La storia giudiziaria seguita alla morte di Martina, del resto, è stata da subito una via crucis fatta di errori e negligenze, indagini superficiali, sgambetti legali, infinite perdite di tempo. Dalla frettolosità con cui le autorità spagnole avevano liquidato la vicenda come un caso di suicidio, fino alle accuse stabilite già prescritte (morte in conseguenza di altro reato) e l’ottovolante delle sentenze (tra la condanna in primo grado, l’assoluzione in appello, poi il passaggio dalla Cassazione e il via al processo bis), i genitori Rossi in questi anni hanno ribattuto colpo su colpo al loro percorso ad ostacoli. «Siamo stati io e mia moglie a far riaprire le indagini. In Spagna volevano farlo passare come gesto volontario, quando siamo arrivati a Palma di Maiorca avevano già fatto l’autopsia, volevano insabbiare in fretta», insiste il padre. E poi, ancora, i «mille cambi di versione» degli avvocati degli imputati, i poco più che trentenni Alessandro Albertoni e Luca Vanneschi, o «i modi con cui non si sono fatti trovare per mesi, per far slittare i tempi delle notifiche della Procura». Quindi le bugie di alcuni testimoni, «di chi ha osato mentire dicendo mia figlia facesse uso di psicofarmaci o avesse consumato droga, tutti dati risultati completamente falsi, solo per rallentare la ricerca della verità». Pure i depistaggi degli amici degli imputati, Federico Basetti ed Enrico D’Antonio, accusati di aver coperto i responsabili della tragedia con false testimonianze. Le cui condanne – anche quelle – rischiano di finire in prescrizione a inizio 2023, visto che i loro difensori hanno fatto ripartire tutto il procedimento da zero.

«La Giustizia con cui ci siamo scontrati noi è un sistema che non funziona, ostaggio di eserciti di azzeccagarbugli, dove il principio sacrosanto della difesa dell’accusato permette che a forza di bugie si possano inquinare anche le verità più limpide, dimenticare il merito delle questioni dietro la forma e le cancellerie – conclude Rossi – Gli avvocati dei ragazzi che mi hanno ammazzato Martina hanno cambiato in corsa prove, permesso di stravolgere i tempi del processo, fatto dimenticare la sostanza delle colpe. Ovvero che una ragazza di vent’anni, per scappare da un tentativo di violenza di gruppo, è stata lasciata morire dopo un’agonia di 40 minuti, ancora oggi senza il minimo pentimento. Invece di cercare e stabilire la verità con trasparenza e semplicità, oggi i processi ring, dove in qualche modo vince sempre il più forte, chi ha già i mezzi, chi ha i soldi, chi ha potere. Noi stessi, se non fossimo stati economicamente all’altezza, non avremmo mai potuto sostenere un processo lungo dieci anni. Io ho combattuto una vita per aiutare gli altri, sul lavoro, nella politica, nella società. La parola giustizia dovrebbe voler dire parità, ricchi e poveri, primi e ultimi, non tutela dell’interesse di persona, o di categoria. Gli assassini di Martina faranno meno carcere di chi ruba una mela, se lo faranno». 

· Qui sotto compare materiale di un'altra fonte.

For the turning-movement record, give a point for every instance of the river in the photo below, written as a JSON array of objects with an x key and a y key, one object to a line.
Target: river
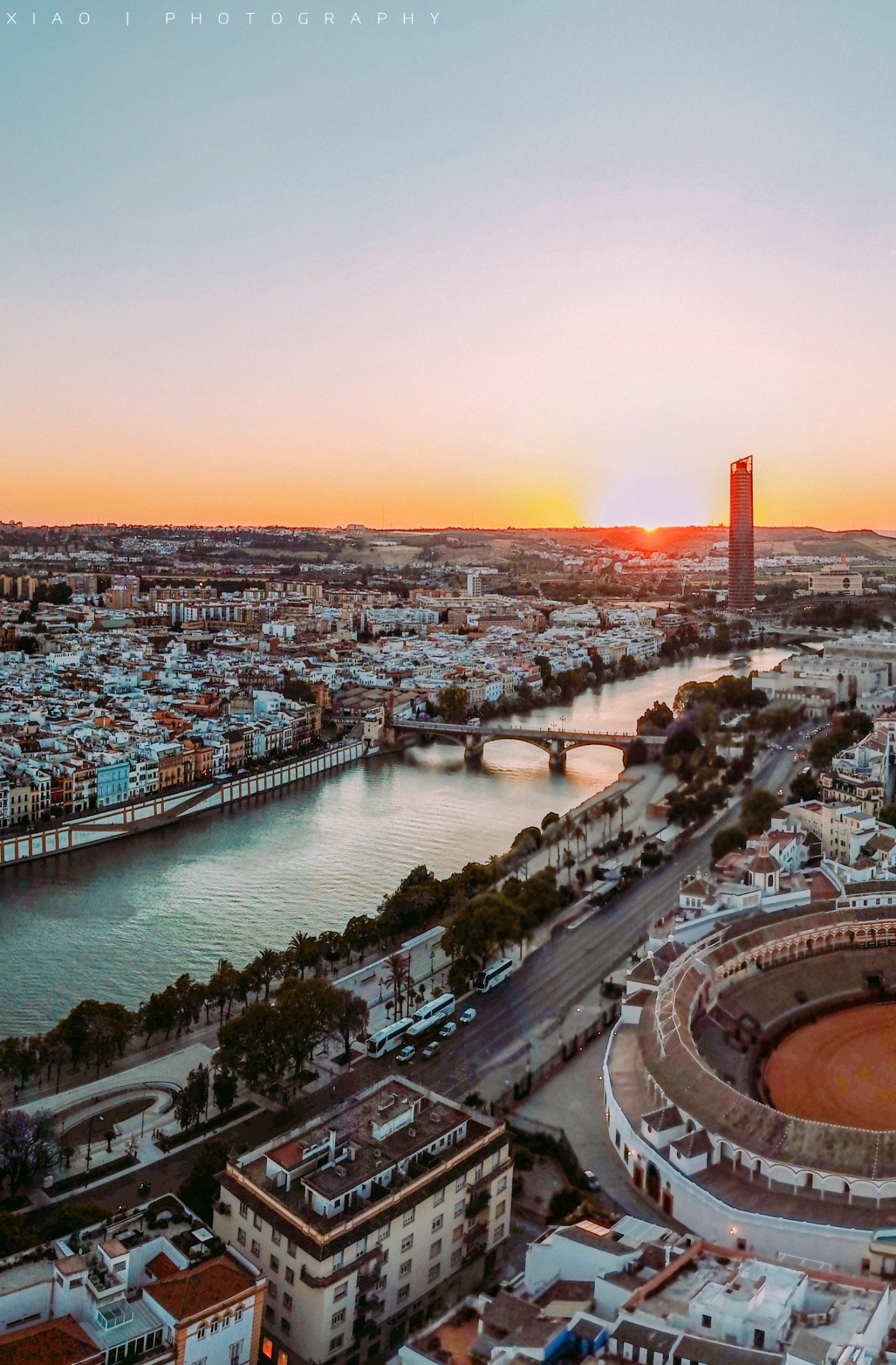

La battaglia di Bruno, non appena arriverà una giustizia per Martina, in parte anche per questo è già da tempo quella dei tanti – tra associazioni e comitati, compresi quelli che riuniscono i familiari delle vittime delle stragi, da quella di Viareggio a quella del ponte Morandi – che hanno partecipato al dibattito sul cammino della riforma della prescrizione, un nodo che in questi giorni sta tornando ad agitare gli animi all’interno del governo. «Io sarò sempre garantista, ma la prescrizione non dovrebbe esistere proprio, soprattutto quando a venire schiacciati sono i più deboli, le donne, i poveri, i migranti. Un altro motivo per cui oggi combatto per mia figlia e insieme il principio di una giustizia che non è giusta. Perché oggi conta ancora qualcosa andare ad arrestare persone in Francia a 40 anni dalle loro colpe, e non dovrebbe contare far soffrire una famiglia per dieci anni e poi far svanire tutto con la prescrizione? Niente e nessuno ci potranno ridare indietro nostra figlia e alleviare il dolore mio e di mia moglie, ma almeno che la sua, la nostra pace, prima o poi, servano a qualcosa. Faremo la nostra parte fino all’ultimo, sarà l’unico modo per contribuire a fare un mondo migliore».